Plan der Jamaika-Koalition

1000 Euro für jeden – Schleswig-Holstein will bedingungsloses Grundeinkommen testen

In Schleswig-Holstein soll das bedingungslose Grundeinkommen eingeführt werden – zumindest probeweise. Der Staat soll jedem Bürger 1000 Euro monatlich zahlen.

Kiel – Es ist eine Innovation, die die Regierung des nördlichsten deutschen Bundeslandes plant. Nicht nur, dass in Schleswig-Holstein eine Jamaika-Koalition – bestehend aus CDU, FDP und Grünen – regiert. Das Dreierbündnis, das am Dienstag seinen ausgehandelten Koalitionsvertrag unterschreiben will, möchte das bedingungslose Grundeinkommen testen. Dafür sollen auf der anderen Seite Sozialleistungen wie Hartz IV und BAföG gestrichen werden und Bedürftigen sollen die Wohnkosten nicht mehr gezahlt werden.

Modellregion Schleswig-Holstein testet bedingungsloses Grundeinkommen

Genauso wie in Finnland, wo das bedingungslose Grundeinkommen auf die Probe gestellt wird, ist auch in Schleswig-Holstein zuerst ein Testlauf geplant. „Ein Grundeinkommen wollen wir regierungsseitig entwickeln und in Schleswig-Holstein als Modellregion erproben“, sagte Vize-Ministerpräsident Robert Habeck (Grüne) gegenüber dem Flensburger Tageblatt

Doch was genau bedeutet es, wenn das Grundeinkommen an keine Bedingungen geknüpft ist?

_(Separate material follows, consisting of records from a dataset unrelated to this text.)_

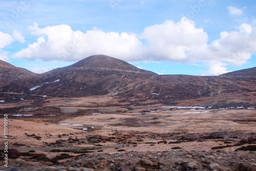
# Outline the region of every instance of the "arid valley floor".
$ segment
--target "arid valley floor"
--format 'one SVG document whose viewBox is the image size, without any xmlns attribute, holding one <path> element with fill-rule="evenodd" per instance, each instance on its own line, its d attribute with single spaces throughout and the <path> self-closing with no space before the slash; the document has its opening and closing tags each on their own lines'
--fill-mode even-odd
<svg viewBox="0 0 256 171">
<path fill-rule="evenodd" d="M 154 100 L 116 100 L 99 96 L 1 104 L 2 114 L 9 112 L 9 147 L 23 153 L 18 159 L 10 159 L 9 168 L 12 164 L 33 170 L 39 164 L 33 162 L 39 160 L 47 170 L 57 170 L 60 166 L 57 164 L 70 170 L 67 167 L 75 167 L 74 170 L 81 166 L 100 170 L 255 170 L 256 152 L 234 152 L 248 145 L 255 148 L 254 108 L 182 108 Z M 34 103 L 40 106 L 33 107 Z M 241 143 L 249 137 L 250 144 Z M 42 153 L 42 158 L 35 157 Z M 46 168 L 52 164 L 56 166 Z"/>
</svg>

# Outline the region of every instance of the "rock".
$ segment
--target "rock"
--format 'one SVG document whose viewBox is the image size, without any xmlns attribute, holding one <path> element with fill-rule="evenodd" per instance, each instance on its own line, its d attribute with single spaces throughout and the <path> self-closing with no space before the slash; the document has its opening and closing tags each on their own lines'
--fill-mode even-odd
<svg viewBox="0 0 256 171">
<path fill-rule="evenodd" d="M 136 171 L 146 171 L 146 169 L 143 167 L 137 167 Z"/>
<path fill-rule="evenodd" d="M 210 167 L 210 168 L 212 170 L 218 169 L 220 168 L 220 166 L 219 165 L 219 164 L 216 163 L 210 163 L 209 167 Z"/>
<path fill-rule="evenodd" d="M 191 168 L 197 168 L 197 164 L 194 162 L 189 162 L 187 163 L 187 166 Z"/>
<path fill-rule="evenodd" d="M 15 162 L 21 163 L 22 162 L 22 159 L 20 158 L 17 158 L 15 160 Z"/>
<path fill-rule="evenodd" d="M 208 156 L 208 158 L 210 159 L 215 159 L 215 157 L 214 156 Z"/>
<path fill-rule="evenodd" d="M 49 166 L 48 167 L 48 170 L 49 171 L 56 171 L 58 168 L 54 166 Z"/>
</svg>

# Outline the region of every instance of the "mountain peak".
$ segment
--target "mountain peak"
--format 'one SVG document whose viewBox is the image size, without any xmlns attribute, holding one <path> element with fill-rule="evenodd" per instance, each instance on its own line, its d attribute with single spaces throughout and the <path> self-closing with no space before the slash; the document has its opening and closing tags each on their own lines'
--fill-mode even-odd
<svg viewBox="0 0 256 171">
<path fill-rule="evenodd" d="M 103 55 L 88 57 L 68 67 L 110 69 L 135 72 L 143 71 L 123 60 Z"/>
</svg>

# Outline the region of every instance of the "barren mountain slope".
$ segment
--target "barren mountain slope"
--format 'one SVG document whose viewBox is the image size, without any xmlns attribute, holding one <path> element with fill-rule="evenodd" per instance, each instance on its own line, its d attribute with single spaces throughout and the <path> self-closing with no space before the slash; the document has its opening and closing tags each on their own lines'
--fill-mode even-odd
<svg viewBox="0 0 256 171">
<path fill-rule="evenodd" d="M 18 79 L 34 76 L 36 74 L 22 68 L 16 67 L 0 60 L 0 87 Z"/>
<path fill-rule="evenodd" d="M 0 89 L 51 97 L 108 95 L 126 99 L 177 100 L 227 95 L 250 99 L 256 92 L 256 78 L 224 76 L 159 75 L 122 60 L 94 55 Z"/>
</svg>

Startet der Testlauf in Schleswig-Holstein, dann zahlt der Staat jedem Erwerbsfähigen monatlich einen Festbetrag von 1000 Euro. Dabei ist es egal, ob derjenige arbeitet oder nicht, ob er arbeiten möchte oder nicht. Kinder bekommen die Hälfte dieses Betrags, so das Flensburger Tageblatt. Hartz IV, Kindergeld oder BAföG fallen dafür weg.

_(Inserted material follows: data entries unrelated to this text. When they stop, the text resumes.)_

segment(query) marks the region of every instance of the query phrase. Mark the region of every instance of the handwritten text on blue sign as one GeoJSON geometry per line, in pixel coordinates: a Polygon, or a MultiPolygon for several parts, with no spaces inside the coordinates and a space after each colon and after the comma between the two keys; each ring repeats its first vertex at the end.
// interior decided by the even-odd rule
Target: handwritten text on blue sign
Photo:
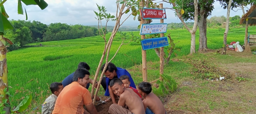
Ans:
{"type": "Polygon", "coordinates": [[[143,24],[140,28],[140,35],[166,33],[167,23],[143,24]]]}
{"type": "Polygon", "coordinates": [[[166,37],[144,39],[140,41],[143,50],[169,46],[166,37]]]}

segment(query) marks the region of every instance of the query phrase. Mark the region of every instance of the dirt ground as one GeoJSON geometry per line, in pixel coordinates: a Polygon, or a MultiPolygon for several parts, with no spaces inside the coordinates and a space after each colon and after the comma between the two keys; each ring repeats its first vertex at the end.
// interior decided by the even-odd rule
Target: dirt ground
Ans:
{"type": "MultiPolygon", "coordinates": [[[[251,54],[227,52],[229,56],[255,58],[251,54]]],[[[256,63],[219,62],[220,67],[234,75],[232,81],[184,79],[178,91],[165,104],[169,114],[256,114],[256,63]],[[238,82],[237,77],[250,80],[238,82]]]]}
{"type": "MultiPolygon", "coordinates": [[[[205,54],[216,51],[208,50],[205,54]]],[[[241,55],[234,51],[227,52],[229,56],[242,58],[253,56],[246,53],[241,55]]],[[[256,64],[221,62],[219,61],[218,64],[234,74],[232,81],[213,82],[184,78],[180,83],[178,91],[165,102],[166,114],[256,114],[256,64]],[[238,82],[237,77],[252,81],[238,82]]],[[[109,102],[97,106],[96,109],[99,114],[108,114],[112,104],[109,102]]]]}

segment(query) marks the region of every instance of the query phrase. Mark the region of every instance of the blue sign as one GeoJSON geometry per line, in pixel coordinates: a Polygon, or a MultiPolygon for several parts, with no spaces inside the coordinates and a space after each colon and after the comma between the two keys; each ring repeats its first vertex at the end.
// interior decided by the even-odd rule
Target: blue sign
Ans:
{"type": "Polygon", "coordinates": [[[167,23],[142,24],[139,35],[166,33],[167,23]]]}
{"type": "Polygon", "coordinates": [[[140,43],[143,50],[169,46],[166,37],[144,39],[140,41],[140,43]]]}

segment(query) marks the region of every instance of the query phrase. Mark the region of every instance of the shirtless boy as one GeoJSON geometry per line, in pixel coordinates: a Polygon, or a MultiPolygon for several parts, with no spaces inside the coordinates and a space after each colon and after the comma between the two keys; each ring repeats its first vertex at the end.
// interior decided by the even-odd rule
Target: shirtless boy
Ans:
{"type": "Polygon", "coordinates": [[[129,77],[128,76],[126,75],[122,75],[121,76],[120,78],[119,78],[119,79],[120,79],[121,80],[122,80],[122,81],[123,82],[123,83],[124,83],[124,85],[125,86],[125,88],[131,88],[132,89],[132,90],[133,90],[136,94],[139,95],[140,99],[141,99],[141,100],[142,100],[142,97],[141,97],[141,95],[139,93],[138,90],[137,90],[137,89],[133,88],[132,87],[130,86],[130,84],[131,84],[131,82],[130,82],[129,77]]]}
{"type": "Polygon", "coordinates": [[[109,86],[114,93],[119,96],[117,105],[112,104],[108,112],[111,114],[145,114],[143,103],[140,98],[130,88],[126,88],[120,79],[114,78],[109,86]],[[127,107],[128,109],[125,107],[127,107]]]}
{"type": "Polygon", "coordinates": [[[166,114],[165,108],[159,98],[151,93],[150,83],[142,82],[138,87],[139,93],[144,98],[143,101],[146,114],[166,114]]]}

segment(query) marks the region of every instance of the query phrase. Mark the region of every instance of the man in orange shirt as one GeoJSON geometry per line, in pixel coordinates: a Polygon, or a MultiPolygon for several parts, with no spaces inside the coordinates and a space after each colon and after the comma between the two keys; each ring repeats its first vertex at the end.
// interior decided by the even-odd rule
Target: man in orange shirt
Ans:
{"type": "Polygon", "coordinates": [[[89,83],[90,75],[84,69],[75,71],[73,82],[64,88],[58,96],[52,114],[98,114],[90,92],[84,87],[89,83]],[[84,105],[88,112],[83,108],[84,105]]]}

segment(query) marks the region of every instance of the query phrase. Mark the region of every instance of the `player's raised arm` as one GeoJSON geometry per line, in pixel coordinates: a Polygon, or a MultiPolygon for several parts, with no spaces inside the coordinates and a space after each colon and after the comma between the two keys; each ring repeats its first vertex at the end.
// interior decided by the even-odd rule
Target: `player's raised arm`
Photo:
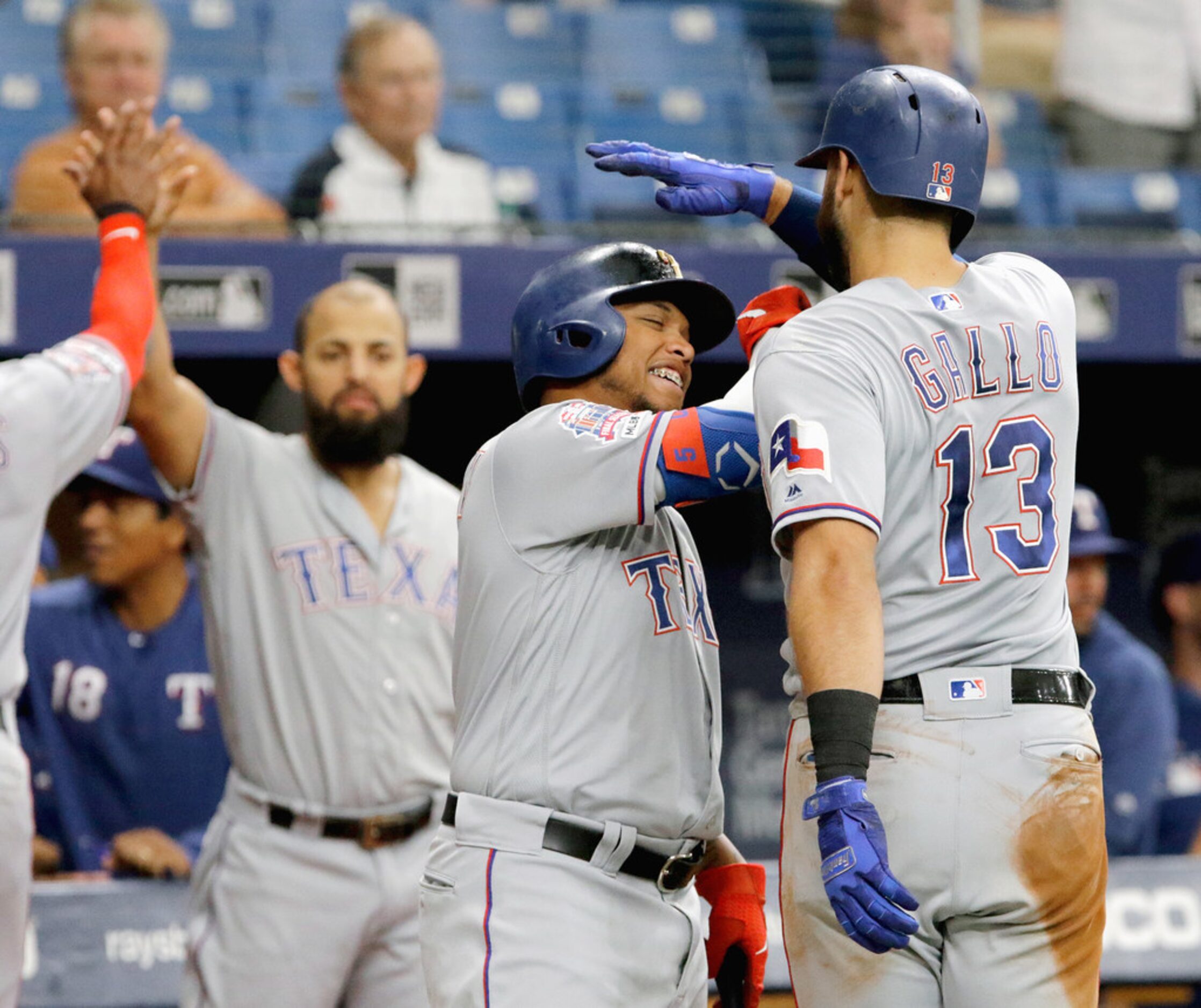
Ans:
{"type": "Polygon", "coordinates": [[[604,140],[585,150],[602,172],[647,175],[663,182],[655,202],[673,214],[718,217],[740,210],[753,214],[788,245],[802,263],[830,281],[818,208],[821,197],[796,188],[770,164],[727,164],[687,151],[667,151],[635,140],[604,140]]]}
{"type": "MultiPolygon", "coordinates": [[[[178,120],[169,120],[165,132],[172,136],[178,120]]],[[[173,154],[183,154],[175,144],[173,154]]],[[[159,182],[153,209],[147,218],[150,263],[155,275],[159,266],[159,235],[179,206],[187,180],[195,174],[192,166],[177,167],[159,182]]],[[[129,424],[145,444],[155,467],[175,487],[186,487],[196,475],[204,430],[208,421],[208,401],[203,392],[175,371],[171,335],[155,298],[154,324],[147,349],[145,373],[130,398],[129,424]]]]}
{"type": "MultiPolygon", "coordinates": [[[[100,110],[97,133],[84,131],[64,170],[100,221],[100,277],[88,332],[110,343],[136,383],[154,318],[147,221],[161,180],[178,170],[173,130],[155,131],[154,101],[100,110]]],[[[185,179],[186,181],[186,179],[185,179]]]]}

Bedingungsloses Grundeinkommen als „neue Form der Sicherheit“

In Finnland erhofft man sich, dass das bedingungslose Grundeinkommen die Menschen zum Arbeiten motiviert. Außerdem soll damit Bürokratie abgebaut werden und es gebe den Menschen finanzielle Sicherheit, so Marjukka Turunen vom finnischen Sozialversicherungsinstitut Kela, das das Experiment betreut.

Auch in Schleswig-Holstein ist man dieser Ansicht. Das sagte zumindest Grünen-Politiker Robert Habeck gegenüber der Huffington Post. „Hier brauchen die Menschen eine neue Form von Sicherheit.“ Doch wird dieser Plan auch in die Realität umgesetzt? Zumindest ist das bedingungslose Grundeinkommen im Koalitionsvertrag verankert, nur vorsichtiger formuliert. Man wolle mit Experten über „die Umsetzbarkeit neuer Absicherungsmodelle“ diskutieren wie etwa „ein Bürgergeld“ oder „ein Grundeinkommen“, zitiert das Flensburger Tageblatt aus dem Papier.

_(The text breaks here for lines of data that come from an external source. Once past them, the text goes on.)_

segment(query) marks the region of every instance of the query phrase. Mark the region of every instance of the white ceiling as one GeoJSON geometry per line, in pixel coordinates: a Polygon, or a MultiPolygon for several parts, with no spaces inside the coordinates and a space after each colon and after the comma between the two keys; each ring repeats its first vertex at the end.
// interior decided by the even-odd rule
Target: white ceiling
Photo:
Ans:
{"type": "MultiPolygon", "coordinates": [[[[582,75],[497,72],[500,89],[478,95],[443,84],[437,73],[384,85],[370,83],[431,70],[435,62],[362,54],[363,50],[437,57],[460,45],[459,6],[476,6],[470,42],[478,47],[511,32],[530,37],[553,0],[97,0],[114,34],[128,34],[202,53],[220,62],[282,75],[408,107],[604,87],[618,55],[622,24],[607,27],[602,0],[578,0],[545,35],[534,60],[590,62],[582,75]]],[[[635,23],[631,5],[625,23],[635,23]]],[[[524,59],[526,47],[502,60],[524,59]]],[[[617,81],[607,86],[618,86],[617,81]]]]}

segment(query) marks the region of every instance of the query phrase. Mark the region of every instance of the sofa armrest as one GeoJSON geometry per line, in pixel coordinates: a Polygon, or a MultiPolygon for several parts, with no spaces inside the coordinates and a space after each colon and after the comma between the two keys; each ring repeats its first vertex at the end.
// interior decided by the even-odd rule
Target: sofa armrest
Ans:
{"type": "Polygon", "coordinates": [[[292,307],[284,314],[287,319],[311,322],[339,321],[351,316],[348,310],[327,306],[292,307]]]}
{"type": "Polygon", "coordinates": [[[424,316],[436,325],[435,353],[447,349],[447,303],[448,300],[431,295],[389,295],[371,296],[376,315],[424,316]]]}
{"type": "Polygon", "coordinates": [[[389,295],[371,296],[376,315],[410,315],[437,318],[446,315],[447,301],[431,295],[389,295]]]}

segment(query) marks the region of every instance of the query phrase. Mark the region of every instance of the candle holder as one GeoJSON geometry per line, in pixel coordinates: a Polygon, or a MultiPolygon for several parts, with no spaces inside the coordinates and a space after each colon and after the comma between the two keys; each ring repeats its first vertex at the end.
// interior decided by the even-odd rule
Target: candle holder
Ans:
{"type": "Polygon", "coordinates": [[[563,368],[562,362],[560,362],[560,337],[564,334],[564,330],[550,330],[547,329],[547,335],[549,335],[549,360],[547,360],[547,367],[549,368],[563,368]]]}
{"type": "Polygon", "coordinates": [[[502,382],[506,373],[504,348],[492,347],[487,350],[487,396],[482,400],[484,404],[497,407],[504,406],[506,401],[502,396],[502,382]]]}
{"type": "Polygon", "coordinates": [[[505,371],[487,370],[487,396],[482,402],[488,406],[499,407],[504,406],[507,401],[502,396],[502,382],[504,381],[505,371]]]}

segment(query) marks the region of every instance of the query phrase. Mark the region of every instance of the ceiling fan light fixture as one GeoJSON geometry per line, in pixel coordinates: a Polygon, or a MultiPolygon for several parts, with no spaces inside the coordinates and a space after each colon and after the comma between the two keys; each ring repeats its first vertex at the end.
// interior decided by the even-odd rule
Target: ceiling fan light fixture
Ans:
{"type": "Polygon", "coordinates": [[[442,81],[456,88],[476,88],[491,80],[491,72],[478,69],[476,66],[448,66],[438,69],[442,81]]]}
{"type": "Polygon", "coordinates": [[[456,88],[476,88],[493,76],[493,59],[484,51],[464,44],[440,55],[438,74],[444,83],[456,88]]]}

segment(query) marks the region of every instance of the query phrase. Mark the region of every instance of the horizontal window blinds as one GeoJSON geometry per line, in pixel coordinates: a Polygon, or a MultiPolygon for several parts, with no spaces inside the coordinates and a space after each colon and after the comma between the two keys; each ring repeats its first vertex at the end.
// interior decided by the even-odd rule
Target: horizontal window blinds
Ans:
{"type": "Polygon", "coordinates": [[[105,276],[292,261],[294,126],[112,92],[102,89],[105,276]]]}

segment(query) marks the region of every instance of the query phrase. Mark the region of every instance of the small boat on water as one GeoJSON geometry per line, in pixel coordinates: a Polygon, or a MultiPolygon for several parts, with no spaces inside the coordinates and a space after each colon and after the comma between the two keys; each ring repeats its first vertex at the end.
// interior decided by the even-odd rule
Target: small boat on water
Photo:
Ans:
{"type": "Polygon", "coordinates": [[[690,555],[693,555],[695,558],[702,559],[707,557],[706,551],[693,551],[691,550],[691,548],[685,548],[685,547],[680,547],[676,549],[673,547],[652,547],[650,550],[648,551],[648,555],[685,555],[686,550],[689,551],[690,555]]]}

Schweizer haben gegen das Grundeinkommen gestimmt

FDP-Politiker Heiner Garg bevorzugt dagegen „das liberale Bürgergeld“. Bei diesem Modell, das seine Partei entwickelt hat, stockt der Staat Erwerbseinkünfte über Zuschüsse vom Finanzamt so weit auf, dass es zum selbstbestimmten Leben reicht. Dafür müssen die Empfänger aber bereit sein, zu arbeiten – das liberale Bürgergeld wäre also nicht bedingungslos. Bislang steht noch nicht fest, für welches Modell man sich im nördlichsten Bundesland Deutschlands entscheiden wird.

Bereits 2016 wurden die Schweizer vor die Wahl gestellt: Bedingungsloses Grundeinkommen – Ja oder Nein? Vater Staat sollte 2500 Franken pro Erwachsenem und 625 Franken für jedes Kind (derzeit rund 2300 sowie 570 Euro) überweisen – ohne irgendeine messbare Gegenleistung. Aber das Schweizer Grundeinkommen wurde abgelehnt.

Weil die Digitalisierung die Gesellschaft und die Arbeitswelt verändern, müssten unkonventionelle Lösungen zum Erhalt der Sozialsysteme her, findet Timotheus Höttges, Vorstandschef der Deutschen Telekom. Daher befürwortet Höttges das bedingungslose Grundeinkommen. Seiner Ansicht nach solle es mit Unternehmenssteuern finanziert werden.